Журнал «Вокруг Света» №04 за 1982 год - страница 12
Как был бы изумлен он, если бы узнал, что перед ним в читальном зале Королевской библиотеки сидел вождь русских революционеров. Оказавшись оторванным от товарищей в Швейцарии и России, Ленин мог следить за развитием событий лишь по сообщениям газет. Поэтому-то и спешил он каждое утро сюда, на Хюмлегордсгатан. В. И. Ленин написал здесь статьи «Приближение развязки» и «Наши задачи и Совет рабочих депутатов (Письмо в редакцию)». Ленин знал из печати, что в это время, в октябре — ноябре 1905 года, в ряде городов России возникли Советы рабочих депутатов. И он сразу же дал высокую оценку новым революционным органам, каких еще не было в истории. Жаль только, сетует Владимир Ильич, что об этом «приходится писать все еще из проклятого далека, из постылой эмигрантской «заграницы».
Между тем непредвиденная задержка «туриста» «Грая», как в целях конспирации именовался в телеграммах прибывший из Швейцарии постоялец скромной гостиницы «Маркит», подходила к концу.
В тот вечер «Владимир Смирнов, лектор университета», как значилось на металлической дощечке, блестевшей на двери его квартиры в доме 19 по Елизаветинской улице, никого не ждал. Поэтому, когда раздался звонок, хозяин не на шутку встревожился.
— Что-нибудь случилось, Николай Евгеньевич? — первым делом спросил Смирнов вошедшего Буренина.
Жандармам не было известно, что Буренин входит в Боевую техническую группу при ЦК РСДРП. Но поскольку они знали о его связях с финскими подпольщиками, филерам было вменено в обязанность следить за «сыном богатого купца» во время приездов в Гельсингфорс. И если Буренин пошел на риск, значит, для этого имелись веские причины.
— Я приехал по поручению Красина. Привез документы для Ленина. Как там, в Стокгольме?
— Оттуда несколько дней нет вестей. Последний раз звонили, что очень недоволен задержкой. Волнуется, наверное, рвется в Россию. Но ведь ехать в Финляндию с собственными документами ему нельзя: в порту при проверке паспортов легко попасть в руки жандармов.
— Ничего, с новыми документами Ленину это не грозит. Нужно только найти надежного курьера. Как у тебя с этим, Владимир Мартынович?
— Неовиус сообщил, что уже нашел подходящего человека, который отвезет документы в Стокгольм и будет сопровождать Ленина на обратном пути. Зовут его Ула Кастрен. Он руководит студенческой организацией здесь, в университете. У него есть знакомые в порту Або. Так что в случае каких-то осложнений он сумеет помочь Владимиру Ильичу. Неовиус за Кастрена ручается.
— Что ж, тогда остановимся на этом варианте...

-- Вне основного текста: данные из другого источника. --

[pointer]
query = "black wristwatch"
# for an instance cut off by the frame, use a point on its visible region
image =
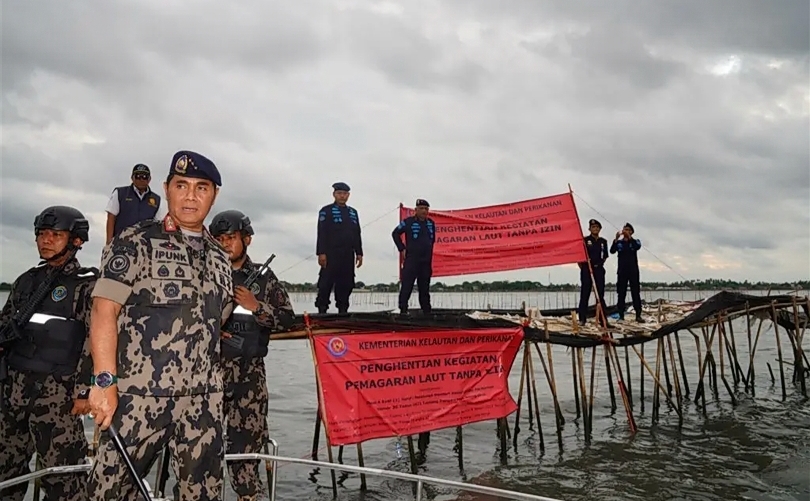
(103, 379)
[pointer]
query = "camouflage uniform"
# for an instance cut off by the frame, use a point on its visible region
(39, 393)
(176, 289)
(243, 372)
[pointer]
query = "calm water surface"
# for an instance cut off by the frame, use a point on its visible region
(756, 450)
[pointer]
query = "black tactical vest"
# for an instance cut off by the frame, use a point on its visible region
(53, 339)
(250, 340)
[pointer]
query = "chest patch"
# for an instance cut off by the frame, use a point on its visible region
(59, 293)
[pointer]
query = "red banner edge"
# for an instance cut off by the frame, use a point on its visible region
(518, 331)
(319, 388)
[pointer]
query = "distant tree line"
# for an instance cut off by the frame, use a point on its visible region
(529, 286)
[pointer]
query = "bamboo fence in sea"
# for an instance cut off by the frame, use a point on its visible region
(720, 357)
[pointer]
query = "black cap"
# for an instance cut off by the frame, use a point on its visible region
(230, 221)
(190, 164)
(141, 169)
(63, 218)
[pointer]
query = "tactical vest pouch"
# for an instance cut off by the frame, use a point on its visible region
(247, 341)
(50, 345)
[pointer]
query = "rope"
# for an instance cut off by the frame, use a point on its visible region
(313, 255)
(645, 247)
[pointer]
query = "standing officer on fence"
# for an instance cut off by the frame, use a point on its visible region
(339, 248)
(165, 289)
(261, 309)
(627, 249)
(48, 365)
(597, 249)
(130, 204)
(417, 253)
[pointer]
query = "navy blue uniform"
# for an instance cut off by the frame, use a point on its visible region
(420, 235)
(627, 273)
(133, 209)
(339, 238)
(597, 253)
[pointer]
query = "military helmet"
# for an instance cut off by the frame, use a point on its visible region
(63, 218)
(230, 221)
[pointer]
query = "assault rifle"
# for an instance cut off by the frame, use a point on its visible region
(11, 331)
(259, 271)
(238, 341)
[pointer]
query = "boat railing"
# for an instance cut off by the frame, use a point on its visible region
(274, 460)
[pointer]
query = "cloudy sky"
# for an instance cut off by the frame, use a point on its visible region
(687, 118)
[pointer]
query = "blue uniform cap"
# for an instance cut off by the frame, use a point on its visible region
(190, 164)
(140, 169)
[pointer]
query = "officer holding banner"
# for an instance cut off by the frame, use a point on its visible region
(417, 255)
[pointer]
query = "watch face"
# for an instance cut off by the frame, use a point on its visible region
(104, 379)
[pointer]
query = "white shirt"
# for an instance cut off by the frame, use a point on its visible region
(113, 207)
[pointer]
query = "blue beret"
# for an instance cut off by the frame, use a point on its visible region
(191, 164)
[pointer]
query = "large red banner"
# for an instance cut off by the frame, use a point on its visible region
(528, 234)
(389, 384)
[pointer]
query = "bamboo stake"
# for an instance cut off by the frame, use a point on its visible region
(641, 376)
(720, 340)
(593, 388)
(533, 382)
(779, 350)
(557, 407)
(656, 395)
(622, 391)
(629, 376)
(583, 393)
(683, 366)
(677, 382)
(610, 381)
(523, 370)
(574, 380)
(650, 371)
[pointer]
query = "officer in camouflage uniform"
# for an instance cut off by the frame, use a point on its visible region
(261, 309)
(164, 291)
(49, 365)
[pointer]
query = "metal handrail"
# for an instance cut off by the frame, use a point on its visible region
(419, 479)
(274, 460)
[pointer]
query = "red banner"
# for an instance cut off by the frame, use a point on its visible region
(389, 384)
(528, 234)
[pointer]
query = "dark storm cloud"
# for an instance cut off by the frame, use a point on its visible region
(720, 26)
(399, 48)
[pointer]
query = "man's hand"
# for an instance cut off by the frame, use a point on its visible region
(245, 298)
(103, 403)
(80, 407)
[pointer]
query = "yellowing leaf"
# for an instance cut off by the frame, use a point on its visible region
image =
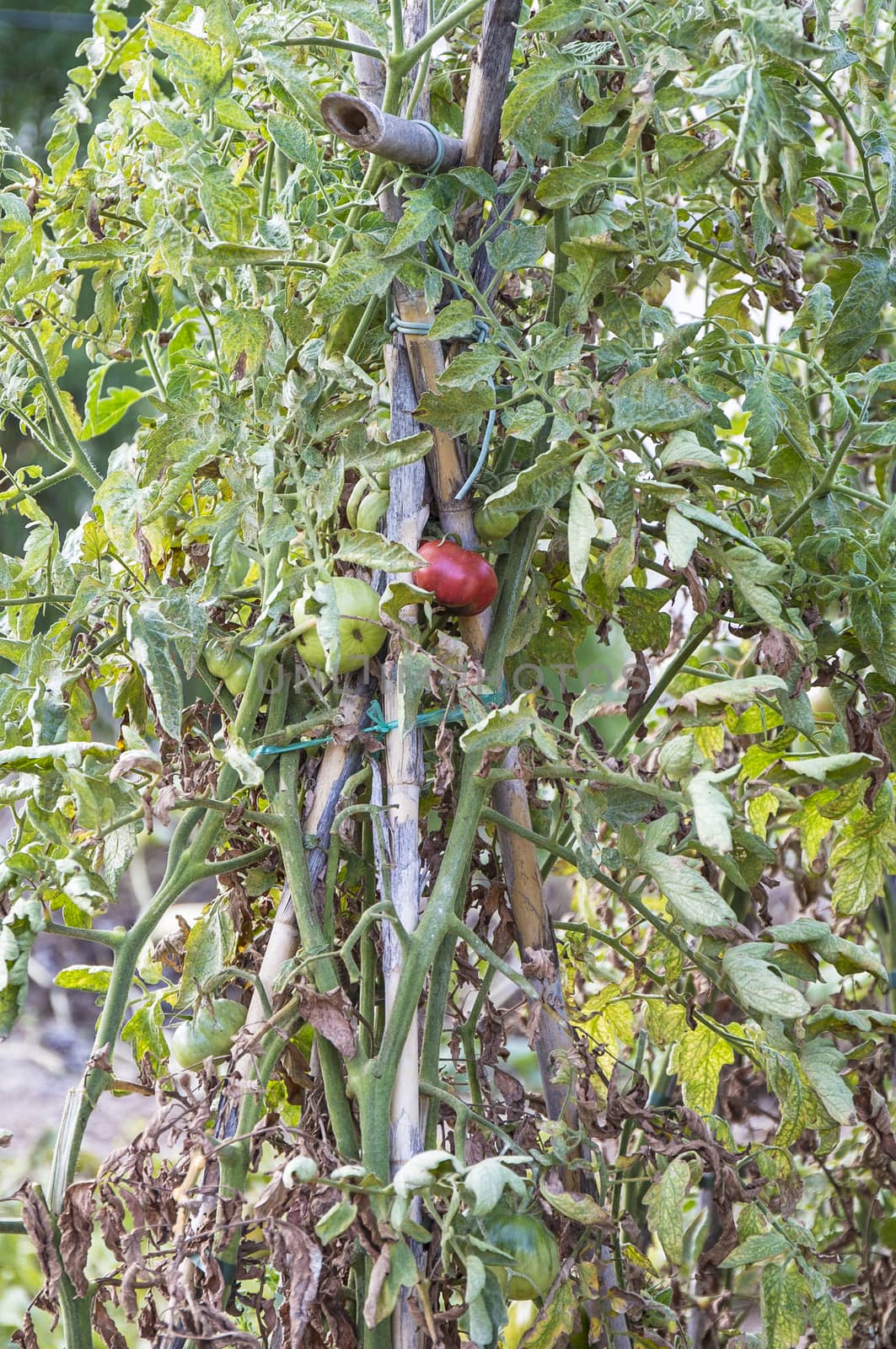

В пятницу, 17 ноября, Пальмгрен видел, как заинтересовавший его читатель одним из первых появился в зале и занял свое место у окна. Около полудня в зал вошел совсем еще молодой человек, остановился около дверей, потом решительно направился к столику у окна. Почувствовав на себе его пристальный взгляд, читатель поднял голову. Подошедший слегка поклонился и тихо произнес несколько слов, после чего оба направились к выходу.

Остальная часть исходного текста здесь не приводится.